If this description sounds like HubSpot’s vision of the flywheel, then you can understand some of the ways that the shared values of the organizations involved—HubSpot, PandaDoc, ECG, and Revenue River— led to an outcome with the compounded success that comes when vectors are aligned. Those values are customer-centricity achieved through well-architected connected technology and strategy.
Fig. 6: Diagram of the customer-centric flywheel that represents the relationship between sales, marketing, and service with the customer at the center and the technologies that enable the flywheel at each stage.
The successful proof of concept in ECG is just the beginning. Corporate leaders at RRD are now interested in exploring how ECG’s process based on the HubSpot-PandaDoc integration can become the standard across their 10 packaging plants.
Once the process is applied to other divisions, the results from this integration work will be 10x what we’ve achieved in the original scope.
Due to the success of the partnership between Revenue River and Catherine as the technology advocate at RRD, we plan to continue to find efficiencies and make Catherine’s vision a reality, maybe even beyond what she thought possible when she first approached us.
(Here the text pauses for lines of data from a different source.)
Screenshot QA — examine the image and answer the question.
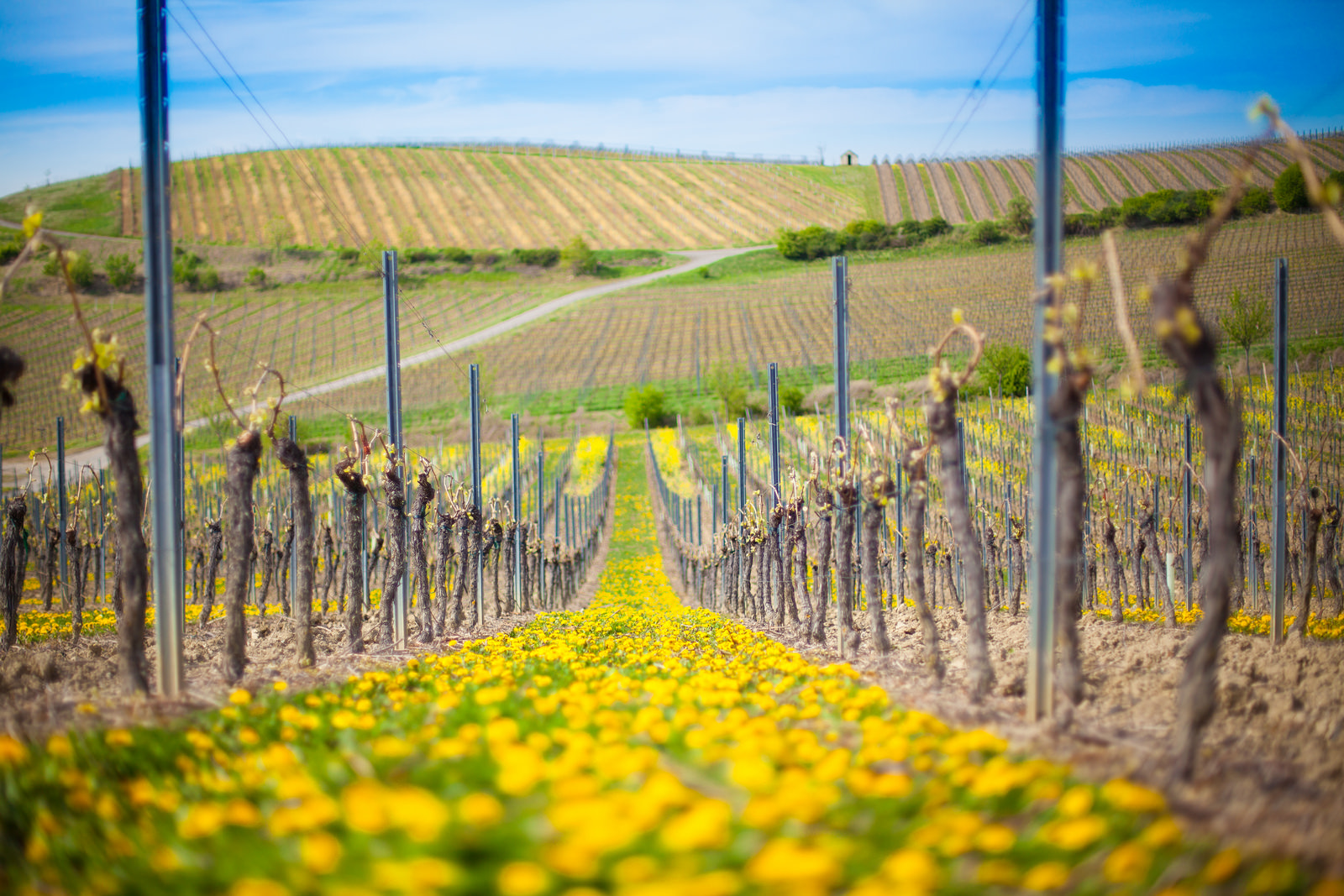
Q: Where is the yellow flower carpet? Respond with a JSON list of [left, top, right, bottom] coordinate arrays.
[[0, 439, 1335, 896]]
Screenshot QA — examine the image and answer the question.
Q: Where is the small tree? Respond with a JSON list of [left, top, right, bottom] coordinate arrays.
[[560, 237, 601, 275], [1218, 289, 1274, 375], [103, 254, 136, 293], [1274, 161, 1312, 212], [625, 385, 668, 430]]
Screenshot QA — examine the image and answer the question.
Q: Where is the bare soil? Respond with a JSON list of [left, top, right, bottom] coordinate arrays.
[[0, 459, 616, 740]]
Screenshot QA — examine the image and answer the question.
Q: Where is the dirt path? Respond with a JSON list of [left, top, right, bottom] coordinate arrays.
[[650, 448, 1344, 878], [0, 245, 769, 477]]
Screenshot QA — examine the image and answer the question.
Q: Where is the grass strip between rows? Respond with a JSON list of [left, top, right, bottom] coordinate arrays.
[[0, 437, 1333, 896]]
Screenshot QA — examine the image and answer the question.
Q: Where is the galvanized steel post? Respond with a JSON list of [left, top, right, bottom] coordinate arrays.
[[57, 414, 70, 590], [137, 0, 184, 697], [509, 414, 522, 612], [1026, 0, 1064, 721], [1270, 258, 1288, 643], [470, 364, 486, 622], [383, 249, 410, 643]]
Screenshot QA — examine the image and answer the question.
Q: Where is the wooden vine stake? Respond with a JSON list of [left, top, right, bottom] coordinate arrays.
[[925, 318, 995, 703]]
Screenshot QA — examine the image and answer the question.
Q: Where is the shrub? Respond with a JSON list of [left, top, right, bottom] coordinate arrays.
[[966, 220, 1008, 246], [1274, 161, 1312, 212], [1236, 186, 1274, 215], [560, 237, 602, 275], [1120, 190, 1218, 227], [919, 215, 952, 239], [197, 265, 220, 293], [66, 253, 92, 289], [1004, 195, 1037, 237], [513, 246, 560, 267], [102, 254, 136, 293], [625, 385, 672, 430], [977, 344, 1031, 396], [775, 224, 840, 260]]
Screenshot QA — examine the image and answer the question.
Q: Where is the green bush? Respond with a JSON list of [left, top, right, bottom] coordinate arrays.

The deeper we go with discovery as organizations, the more we’re able to solve for ECG’s customer and their internal team. We’ve taken a very iterative approach, constantly looking forward, prioritizing, and collaborating. With Catherine’s vision and Revenue River’s technical and strategic capabilities, we can literally create and invent as we go to make Catherine’s vision a reality.
Catherine is grateful that the HubSpot API allows us to be creative in our vision and implementation.
“The nice thing about where we are today is that HubSpot has an open API ready to accept and exchange data with other systems we are upgrading. Emerald City Graphics will continue to provide proof of concept as we apply these learnings and processes to other RRD manufacturing plants.”
RRD will continue to use ECG as the proof of concept and apply learnings and processes to the 10 manufacturing plants and hundreds of print shops globally.
As for Revenue River, we’re excited to see what new challenge or vision Catherine will bring to us to improve RRD and fuel their growth as a global enterprise.
¹Siggelkow, Nicolaj & Terwiesch, Christian. (2019) Connected Strategy: Building Continuous Customer Relationships for Competitive Advantage. Boston, Massachusetts: Harvard Business Review Press.